Hoje me vejo um pouco mais parecida com William, ainda que não o suficiente. Tento agarrar cada momento de humanidade que passa diante dos meus olhos. Quando tenho a chance de ver alguém na rua enquanto caminho, seus gestos se tornam mais vivos e contrastantes para mim. Coloco o máximo de gentileza que cabe em um "bom dia" ou "boa tarde", ainda que tenha perdido o costume de fazer isso. E agora percebo a falta que um abraço amigo faz, repensando todas as vezes que abracei alguém de um jeito tão frio e distraído.
Para a minha surpresa, tenho notado alguns faróis de humanidade nessas pequenas ilhas que formamos nos últimos meses. Quando precisei assumir, por um dia, o atendimento ao consumidor na empresa em que trabalho, suspirei e lembrei da experiência que tive em atender clientes ensandecidos pelo telefone durante um ano em um outro emprego. Mas fui tirada das minhas defesas quando encontrei pessoas, e não vozes, do outro lado da linha.

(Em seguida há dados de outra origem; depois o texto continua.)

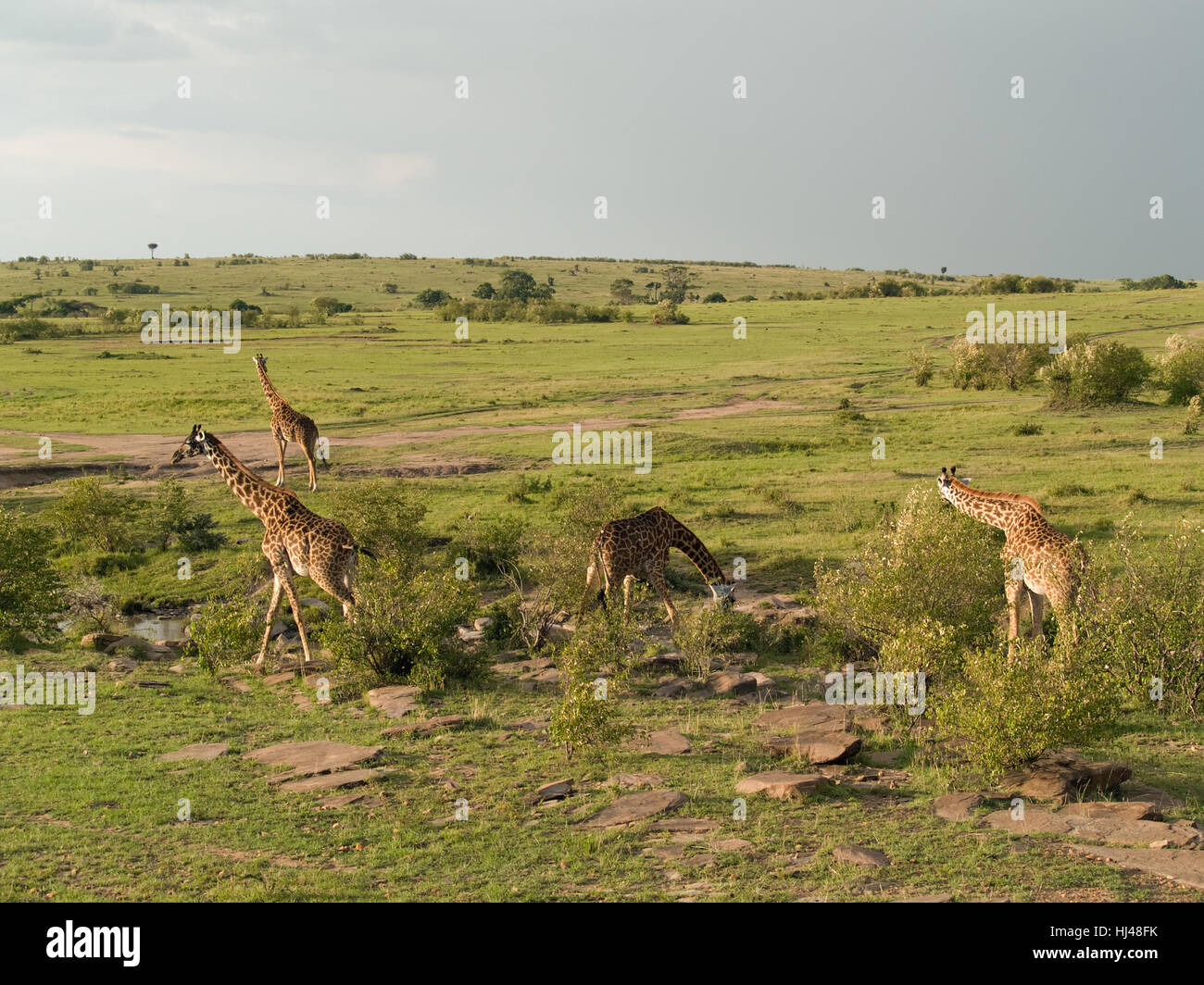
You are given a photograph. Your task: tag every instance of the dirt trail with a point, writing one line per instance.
(149, 455)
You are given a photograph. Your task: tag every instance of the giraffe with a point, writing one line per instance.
(295, 540)
(288, 425)
(639, 547)
(1051, 564)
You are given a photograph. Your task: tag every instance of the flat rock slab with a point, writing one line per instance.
(956, 807)
(817, 747)
(426, 726)
(1115, 829)
(332, 780)
(395, 701)
(731, 683)
(308, 757)
(782, 787)
(1184, 867)
(859, 856)
(200, 751)
(637, 807)
(634, 780)
(557, 790)
(1062, 777)
(662, 743)
(685, 825)
(1130, 811)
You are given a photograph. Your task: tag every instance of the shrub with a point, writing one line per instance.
(93, 515)
(1145, 621)
(588, 716)
(406, 624)
(926, 563)
(1011, 708)
(1008, 365)
(1180, 369)
(31, 592)
(1096, 373)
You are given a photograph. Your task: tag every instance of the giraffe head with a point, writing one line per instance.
(194, 444)
(723, 592)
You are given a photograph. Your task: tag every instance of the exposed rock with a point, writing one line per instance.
(663, 743)
(1116, 829)
(201, 751)
(731, 683)
(307, 757)
(1184, 867)
(815, 745)
(782, 787)
(426, 726)
(395, 701)
(634, 780)
(636, 807)
(557, 790)
(956, 807)
(332, 780)
(859, 856)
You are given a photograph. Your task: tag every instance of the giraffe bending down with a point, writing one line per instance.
(1051, 565)
(639, 548)
(296, 541)
(288, 425)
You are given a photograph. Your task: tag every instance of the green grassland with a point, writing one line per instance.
(750, 448)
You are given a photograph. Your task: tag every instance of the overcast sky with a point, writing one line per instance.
(630, 100)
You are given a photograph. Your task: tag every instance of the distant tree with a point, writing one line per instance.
(677, 282)
(621, 289)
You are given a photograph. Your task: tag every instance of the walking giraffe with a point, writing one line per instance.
(296, 541)
(1051, 564)
(288, 425)
(639, 547)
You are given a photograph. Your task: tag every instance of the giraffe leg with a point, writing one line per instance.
(1036, 603)
(271, 616)
(1015, 591)
(658, 583)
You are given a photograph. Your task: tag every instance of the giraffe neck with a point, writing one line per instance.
(254, 493)
(998, 509)
(685, 541)
(273, 397)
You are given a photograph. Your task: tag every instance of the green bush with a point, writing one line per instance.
(1180, 369)
(1095, 373)
(31, 591)
(1010, 708)
(91, 513)
(927, 563)
(598, 649)
(405, 625)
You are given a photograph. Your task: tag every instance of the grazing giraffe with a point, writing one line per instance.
(288, 425)
(295, 540)
(1051, 564)
(639, 547)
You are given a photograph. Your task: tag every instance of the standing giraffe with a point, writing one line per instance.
(288, 425)
(639, 547)
(296, 541)
(1051, 564)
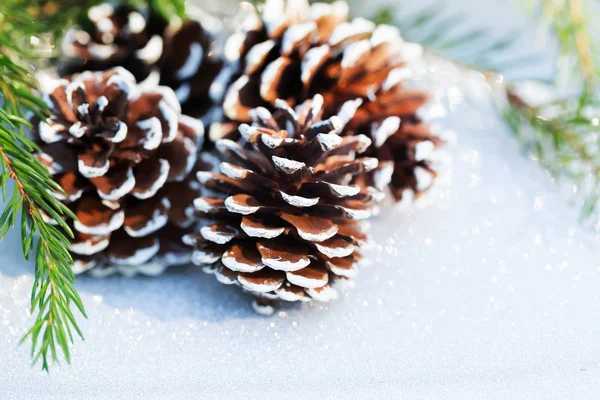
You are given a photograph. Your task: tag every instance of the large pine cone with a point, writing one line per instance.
(293, 51)
(123, 156)
(179, 55)
(287, 222)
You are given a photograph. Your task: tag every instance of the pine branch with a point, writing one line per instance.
(41, 216)
(53, 291)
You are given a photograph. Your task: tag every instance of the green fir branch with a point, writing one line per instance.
(30, 204)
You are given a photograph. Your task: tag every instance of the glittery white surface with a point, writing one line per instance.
(490, 289)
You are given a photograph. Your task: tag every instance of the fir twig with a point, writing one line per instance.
(31, 203)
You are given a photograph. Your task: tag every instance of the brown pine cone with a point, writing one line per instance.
(123, 156)
(179, 56)
(286, 222)
(293, 51)
(111, 37)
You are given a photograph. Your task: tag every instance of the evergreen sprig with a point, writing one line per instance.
(562, 131)
(22, 24)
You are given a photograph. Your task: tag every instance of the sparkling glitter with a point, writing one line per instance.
(427, 318)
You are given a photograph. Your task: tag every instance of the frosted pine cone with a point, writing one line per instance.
(293, 51)
(286, 225)
(123, 156)
(111, 37)
(179, 55)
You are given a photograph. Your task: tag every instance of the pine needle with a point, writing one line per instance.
(31, 204)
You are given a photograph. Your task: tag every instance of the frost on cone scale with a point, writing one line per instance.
(124, 157)
(177, 54)
(293, 51)
(284, 222)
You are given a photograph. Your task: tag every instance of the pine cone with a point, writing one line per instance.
(123, 156)
(293, 51)
(179, 56)
(111, 37)
(286, 225)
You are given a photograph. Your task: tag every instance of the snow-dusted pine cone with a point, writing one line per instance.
(114, 36)
(123, 156)
(286, 221)
(294, 50)
(179, 55)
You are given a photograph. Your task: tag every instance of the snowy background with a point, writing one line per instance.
(488, 289)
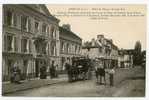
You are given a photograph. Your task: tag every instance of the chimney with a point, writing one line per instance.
(67, 26)
(99, 37)
(93, 42)
(111, 40)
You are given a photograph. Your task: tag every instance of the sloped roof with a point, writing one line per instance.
(64, 32)
(42, 9)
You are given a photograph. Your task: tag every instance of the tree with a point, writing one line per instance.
(137, 53)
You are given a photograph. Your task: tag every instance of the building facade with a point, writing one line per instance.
(103, 49)
(125, 59)
(70, 45)
(30, 39)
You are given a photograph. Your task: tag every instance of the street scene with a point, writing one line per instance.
(46, 54)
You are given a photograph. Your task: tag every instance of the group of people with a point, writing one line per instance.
(53, 70)
(77, 71)
(15, 75)
(101, 73)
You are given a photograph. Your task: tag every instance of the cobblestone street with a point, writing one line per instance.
(128, 82)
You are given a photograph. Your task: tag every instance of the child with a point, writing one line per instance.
(111, 74)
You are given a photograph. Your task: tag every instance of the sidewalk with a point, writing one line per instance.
(8, 87)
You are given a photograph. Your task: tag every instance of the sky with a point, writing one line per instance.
(124, 31)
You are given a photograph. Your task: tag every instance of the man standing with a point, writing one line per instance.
(111, 76)
(69, 72)
(52, 70)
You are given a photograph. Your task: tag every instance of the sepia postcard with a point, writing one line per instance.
(74, 50)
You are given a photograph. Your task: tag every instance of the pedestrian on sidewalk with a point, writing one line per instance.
(111, 76)
(52, 70)
(17, 74)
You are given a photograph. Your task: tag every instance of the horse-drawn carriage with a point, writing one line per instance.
(80, 69)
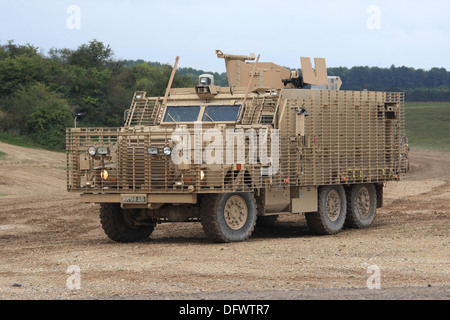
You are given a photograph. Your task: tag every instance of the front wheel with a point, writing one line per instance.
(228, 217)
(332, 212)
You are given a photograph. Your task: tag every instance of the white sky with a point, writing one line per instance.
(404, 33)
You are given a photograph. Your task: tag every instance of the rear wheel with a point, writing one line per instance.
(118, 225)
(228, 217)
(330, 218)
(362, 206)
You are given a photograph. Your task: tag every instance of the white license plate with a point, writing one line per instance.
(137, 198)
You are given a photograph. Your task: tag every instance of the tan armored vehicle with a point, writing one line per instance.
(274, 142)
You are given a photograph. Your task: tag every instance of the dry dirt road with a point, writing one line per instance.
(44, 230)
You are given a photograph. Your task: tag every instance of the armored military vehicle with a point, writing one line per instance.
(273, 142)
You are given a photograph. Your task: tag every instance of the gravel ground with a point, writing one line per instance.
(45, 231)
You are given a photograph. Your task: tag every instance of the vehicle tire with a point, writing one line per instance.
(228, 217)
(362, 206)
(330, 218)
(116, 226)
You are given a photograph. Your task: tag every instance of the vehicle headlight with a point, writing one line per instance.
(167, 150)
(104, 174)
(103, 151)
(92, 151)
(152, 150)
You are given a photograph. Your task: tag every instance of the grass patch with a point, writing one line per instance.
(23, 141)
(428, 125)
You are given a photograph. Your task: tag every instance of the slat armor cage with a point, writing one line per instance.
(324, 138)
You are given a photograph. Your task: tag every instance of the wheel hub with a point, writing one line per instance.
(363, 201)
(333, 205)
(235, 212)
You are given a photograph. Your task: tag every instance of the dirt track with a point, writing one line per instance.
(44, 230)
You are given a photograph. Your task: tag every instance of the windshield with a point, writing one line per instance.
(221, 113)
(182, 114)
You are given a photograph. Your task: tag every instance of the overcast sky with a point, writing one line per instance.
(347, 33)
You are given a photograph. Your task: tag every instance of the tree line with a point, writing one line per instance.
(40, 92)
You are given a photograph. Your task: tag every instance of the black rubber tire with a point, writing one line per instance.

Esperava que todos fossem preferir atendimento por mensagem, mas a maioria seguiu a conversa pelo telefone com calma e descontração. Pude fazer as perguntas, ouvir o problema e agradecer por toda a atenção, sem precisar correr ou me justificar. Acho que todos, neste momento, estão buscando pequenos sinais de humanidade. E como é gratificante — e único — poder viver esses segundos de encontro!
Quero deixar claro que não estou tentando trazer mais uma dose de otimismo cego para o seu dia. Em meio a esse turbilhão de emoções que chamamos de Humanidade, estou apenas buscando uma visão mais bela, real e condizente sobre a vida. Afinal, ela pode simplesmente escorrer pelos nossos dedos — e o que teremos feito desde então?
“Capte os momentos da sua vida. Pegue-os enquanto você é jovem e rápido”.